Inhibitors of prenylation prevent this lipid modification, and thereby also prevent targeting of the GFP to the plasma membrane. After incubating for between 24 and 48 hours in the presence of such inhibitors, the newly synthesized, non-modified GFP accumulates in the cells, and the prenylated GFP gets degraded by the normal protein turnover. Localization of GFP in cells can be imaged with any cell imager, and the images can be analyzed with different software programs.

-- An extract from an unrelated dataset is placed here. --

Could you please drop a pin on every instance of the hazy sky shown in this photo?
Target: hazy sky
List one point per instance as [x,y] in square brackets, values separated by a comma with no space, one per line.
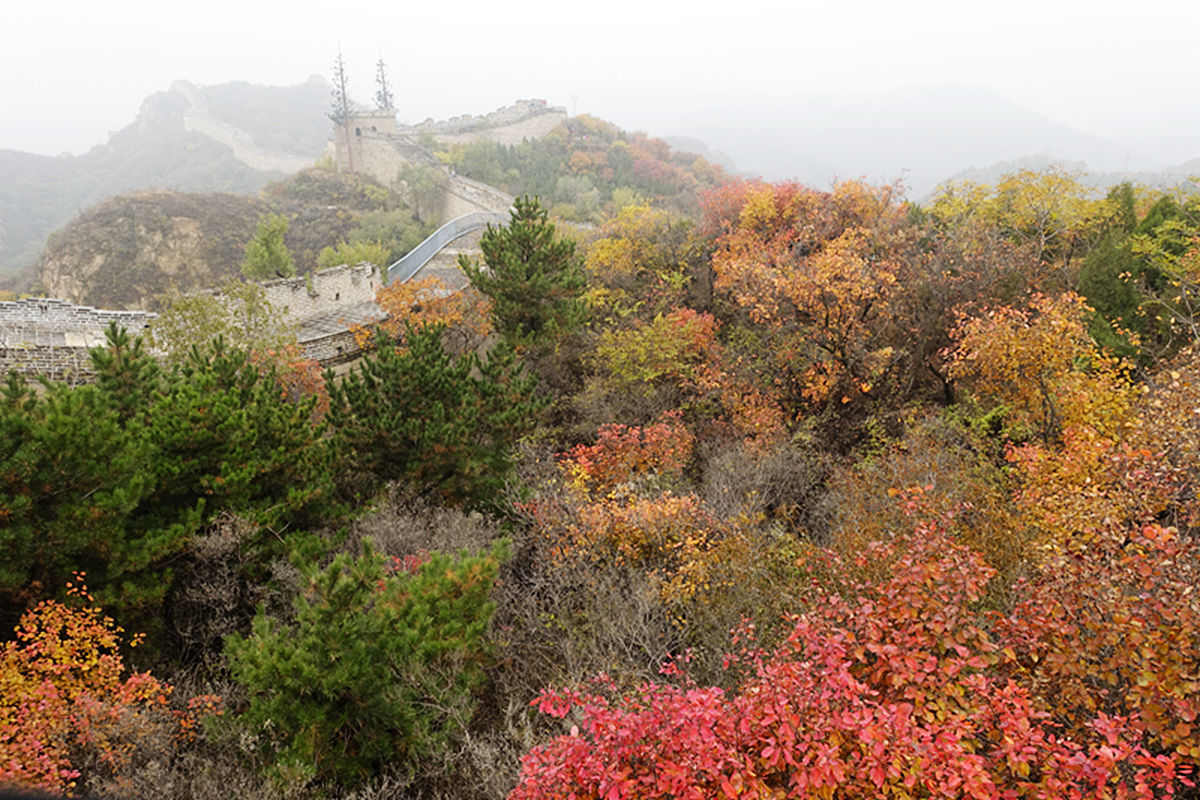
[72,71]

After nine days of selection with G418, the GFP-expressing osteosarcoma cells were enriched by fluorescence-activated cell sorting using the BD FACSCalibur. Cellular images were acquired using the IN Cell Analyzer 3000 from GE, and localization of the GFP-CaaX motif was analyzed using the Plasma Membrane Trafficking module of the IN Cell Analyzer using the D peak as a readout.
The authors validated their assay using several inhibitors of the mevalonate pathway and siRNA against farnesyl pyrophosphate synthase. To quantify the RNA, the researchers used Agilent Technologies’ RNA 6000 Nano LabChip kit. They performed quantitative PCR using the ABI Prism 7000 sequence-detection system from Applied Biosystems.
Until recently, cell-based assays to study protein prenylation have been tedious and low-throughput. “I think most people know what it means to analyze several samples with Western blotting: You need relatively large amounts of cells, and you need to prepare a minimum of a whole cell lysate,” Marjo Simonen, lab head of discovery technologies at Novartis, told CBA News this week in an e-mail.
She said that for some applications, a researcher must fractionate the cells, run the gels, blot them, treat the blots with antibodies, and in the end, use some method for visualization of the bands.
In addition, the intensity of the bands must be quantified with a scanner. “This requires several steps, is slow and semi-quantitative, and limits the number of samples that can be analyzed per gel,” Simonen said.
The mevalonolactone assay requires a change of medium and a centrifugation step to separate the membrane fraction from the rest. These are not yet automated processes. In addition, radioactive chemicals are required, which, as Simonen put it, “we want to avoid whenever possible.”
The luciferase reporter assay was not yet published when the investigators at Novartis started developing their imaging assay, said Simonen. Once it was published, they did not have access to the appropriate cell line, and generating a similar cell line would have taken a relatively long time. Moreover, Simonen said, “We prefer the imaging assay, since seeing the cells provides so much more information.”  
The use of this assay in primary screening for propoptotic inhibitors would require more sophisticated image-analysis tools, the investigators said. Simonen said her team plans to use other image-analysis software to distinguish the truly active compounds from the “toxic only” compounds. “This should be doable with the Developer software from GE,” she said.